A 4-bit unsigned integer holds the value 1110 (14). You add 0011 (3). What does the hardware store as the result?
A0001 (1), because the carry-out is discarded when the result exceeds 4 bits
B1111 (15), which is the maximum 4-bit value
C0000 (0), because overflow sets the register to zero
D10001 (17), stored by automatically expanding to 5 bits
14 + 3 = 17 = 10001 in binary. Only the lower 4 bits (0001 = 1) are stored; the carry-out is simply discarded. The hardware does not raise an error or expand storage — detecting overflow is the programmer's responsibility via the carry flag.
Question 2 Multiple Choice
When computing 0111 + 0001 in 4-bit binary, how many carry operations are generated?

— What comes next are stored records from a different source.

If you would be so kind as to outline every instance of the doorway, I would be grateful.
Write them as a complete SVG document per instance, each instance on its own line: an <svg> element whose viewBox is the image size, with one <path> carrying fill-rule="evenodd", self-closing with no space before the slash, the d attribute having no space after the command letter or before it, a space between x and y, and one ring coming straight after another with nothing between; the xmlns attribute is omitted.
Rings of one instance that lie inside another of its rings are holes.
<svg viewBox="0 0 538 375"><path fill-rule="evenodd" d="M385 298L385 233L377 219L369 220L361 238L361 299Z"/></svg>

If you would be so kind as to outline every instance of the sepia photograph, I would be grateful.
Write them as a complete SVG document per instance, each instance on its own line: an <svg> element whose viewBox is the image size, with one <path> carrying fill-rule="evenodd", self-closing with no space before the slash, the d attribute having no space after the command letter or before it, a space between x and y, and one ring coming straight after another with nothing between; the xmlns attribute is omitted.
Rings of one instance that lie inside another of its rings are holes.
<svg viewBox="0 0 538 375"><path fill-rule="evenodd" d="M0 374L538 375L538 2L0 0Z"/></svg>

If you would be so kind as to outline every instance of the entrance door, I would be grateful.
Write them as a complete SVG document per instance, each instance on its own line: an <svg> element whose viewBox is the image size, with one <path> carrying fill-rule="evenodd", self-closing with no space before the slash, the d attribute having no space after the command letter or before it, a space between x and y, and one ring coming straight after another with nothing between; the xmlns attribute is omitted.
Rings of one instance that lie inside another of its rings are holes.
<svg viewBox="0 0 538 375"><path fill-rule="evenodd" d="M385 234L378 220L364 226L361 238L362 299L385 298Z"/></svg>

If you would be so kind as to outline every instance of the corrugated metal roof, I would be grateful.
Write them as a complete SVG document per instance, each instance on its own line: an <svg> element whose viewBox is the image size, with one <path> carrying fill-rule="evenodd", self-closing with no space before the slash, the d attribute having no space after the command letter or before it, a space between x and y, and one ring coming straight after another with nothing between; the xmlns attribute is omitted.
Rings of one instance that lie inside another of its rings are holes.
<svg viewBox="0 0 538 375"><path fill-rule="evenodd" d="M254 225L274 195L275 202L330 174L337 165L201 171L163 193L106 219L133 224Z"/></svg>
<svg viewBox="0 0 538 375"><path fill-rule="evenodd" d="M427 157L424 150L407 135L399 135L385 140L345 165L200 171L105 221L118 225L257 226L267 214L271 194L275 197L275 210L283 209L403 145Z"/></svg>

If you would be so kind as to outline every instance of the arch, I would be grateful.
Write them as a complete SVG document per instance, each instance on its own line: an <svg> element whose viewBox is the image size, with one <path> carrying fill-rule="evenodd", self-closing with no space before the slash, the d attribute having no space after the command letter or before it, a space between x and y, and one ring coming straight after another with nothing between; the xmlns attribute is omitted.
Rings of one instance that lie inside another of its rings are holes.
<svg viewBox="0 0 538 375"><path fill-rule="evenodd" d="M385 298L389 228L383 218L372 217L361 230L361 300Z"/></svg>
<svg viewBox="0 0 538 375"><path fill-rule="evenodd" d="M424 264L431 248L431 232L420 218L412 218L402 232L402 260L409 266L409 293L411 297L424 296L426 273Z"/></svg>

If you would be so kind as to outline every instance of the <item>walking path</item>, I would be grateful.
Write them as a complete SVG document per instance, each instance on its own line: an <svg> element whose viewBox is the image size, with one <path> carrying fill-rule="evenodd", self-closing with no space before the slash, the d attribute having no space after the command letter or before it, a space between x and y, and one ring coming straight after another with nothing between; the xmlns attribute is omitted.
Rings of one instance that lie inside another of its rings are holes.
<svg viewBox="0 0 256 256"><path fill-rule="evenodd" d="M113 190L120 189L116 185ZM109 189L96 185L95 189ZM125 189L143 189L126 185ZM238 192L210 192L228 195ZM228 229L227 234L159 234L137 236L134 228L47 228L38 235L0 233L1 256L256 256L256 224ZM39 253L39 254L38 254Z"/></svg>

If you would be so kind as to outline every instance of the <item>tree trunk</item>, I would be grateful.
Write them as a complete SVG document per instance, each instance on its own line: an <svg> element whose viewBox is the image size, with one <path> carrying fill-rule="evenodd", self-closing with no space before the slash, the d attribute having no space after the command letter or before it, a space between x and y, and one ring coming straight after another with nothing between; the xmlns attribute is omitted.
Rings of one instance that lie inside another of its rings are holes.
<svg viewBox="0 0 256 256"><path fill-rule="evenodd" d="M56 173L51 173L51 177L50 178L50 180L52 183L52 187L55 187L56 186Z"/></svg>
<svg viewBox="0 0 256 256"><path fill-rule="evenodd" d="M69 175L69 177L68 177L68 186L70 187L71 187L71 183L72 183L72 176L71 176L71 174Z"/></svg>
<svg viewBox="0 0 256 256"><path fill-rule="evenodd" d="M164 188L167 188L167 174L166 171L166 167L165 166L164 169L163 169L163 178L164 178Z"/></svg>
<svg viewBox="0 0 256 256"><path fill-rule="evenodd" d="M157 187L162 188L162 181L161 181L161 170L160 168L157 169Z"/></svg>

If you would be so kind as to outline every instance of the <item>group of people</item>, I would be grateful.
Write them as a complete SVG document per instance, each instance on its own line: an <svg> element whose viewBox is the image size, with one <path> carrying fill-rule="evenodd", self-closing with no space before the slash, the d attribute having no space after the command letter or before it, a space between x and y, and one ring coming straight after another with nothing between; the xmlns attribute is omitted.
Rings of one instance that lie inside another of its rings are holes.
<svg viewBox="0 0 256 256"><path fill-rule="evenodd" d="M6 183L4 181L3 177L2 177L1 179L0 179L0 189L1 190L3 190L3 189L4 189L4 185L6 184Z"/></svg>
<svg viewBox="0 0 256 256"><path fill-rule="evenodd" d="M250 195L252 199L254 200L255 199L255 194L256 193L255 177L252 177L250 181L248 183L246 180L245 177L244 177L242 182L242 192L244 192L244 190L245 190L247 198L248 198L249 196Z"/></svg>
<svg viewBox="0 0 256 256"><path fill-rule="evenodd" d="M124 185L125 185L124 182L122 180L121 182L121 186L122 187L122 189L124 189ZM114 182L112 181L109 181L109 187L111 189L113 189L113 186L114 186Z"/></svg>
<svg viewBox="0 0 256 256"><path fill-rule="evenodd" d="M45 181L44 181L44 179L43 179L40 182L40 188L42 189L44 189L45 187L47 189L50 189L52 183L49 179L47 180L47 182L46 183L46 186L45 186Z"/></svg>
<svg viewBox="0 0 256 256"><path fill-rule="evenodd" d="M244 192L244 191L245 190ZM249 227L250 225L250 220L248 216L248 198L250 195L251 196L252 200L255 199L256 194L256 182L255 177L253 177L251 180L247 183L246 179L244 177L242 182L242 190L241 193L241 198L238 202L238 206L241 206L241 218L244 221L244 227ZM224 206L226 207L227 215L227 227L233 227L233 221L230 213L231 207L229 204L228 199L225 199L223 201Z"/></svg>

A0 — there are no carries because both numbers are small
B1 — only the rightmost column produces a carry
C3 — carries ripple through three consecutive columns
D4 — every column carries
Rightmost: 1+1=10, write 0, carry 1. Second: 1+0+carry=10, write 0, carry 1. Third: 1+0+carry=10, write 0, carry 1. Leftmost: 0+0+carry=1, no carry. Result: 1000 (8). Carries ripple through three columns — this chain is called carry propagation and directly determines how fast hardware adders operate.
Question 3 True / False
When a binary addition overflows a 4-bit register, the processor automatically raises a hardware error and halts execution.
TTrue
FFalse
Answer: False
Overflow does not halt execution. The hardware discards the carry-out bit and stores only the lower bits of the result. The processor may set a carry or overflow flag in a status register, but the programmer must explicitly check it. Undetected overflow is a real source of bugs in systems programming.
Question 4 True / False
In binary addition, a carry is generated whenever the sum of bits in a column — including any incoming carry — equals or exceeds 2.
TTrue
FFalse
Answer: True
This is the binary analog of carrying in decimal, where you carry when a column sum reaches 10. Since binary digits max at 1, any column total of 2 or more generates a carry of 1 into the next more-significant position.
Question 5 Short Answer
Why do hardware designers prefer to implement subtraction as addition with a negated operand, rather than building a separate subtraction circuit?
Think about your answer, then reveal below.
Model answer: Because a single adder circuit can handle both operations. In two's complement, negation is cheap — just flip all bits and add 1. This means the same adder handles subtraction at almost no extra hardware cost, keeping circuit complexity low.
Building two separate circuits would roughly double arithmetic hardware complexity. Two's complement makes negation so inexpensive that the subtraction path is just: negate the second operand, then add. This is why two's complement representation was adopted universally — the hardware savings are significant.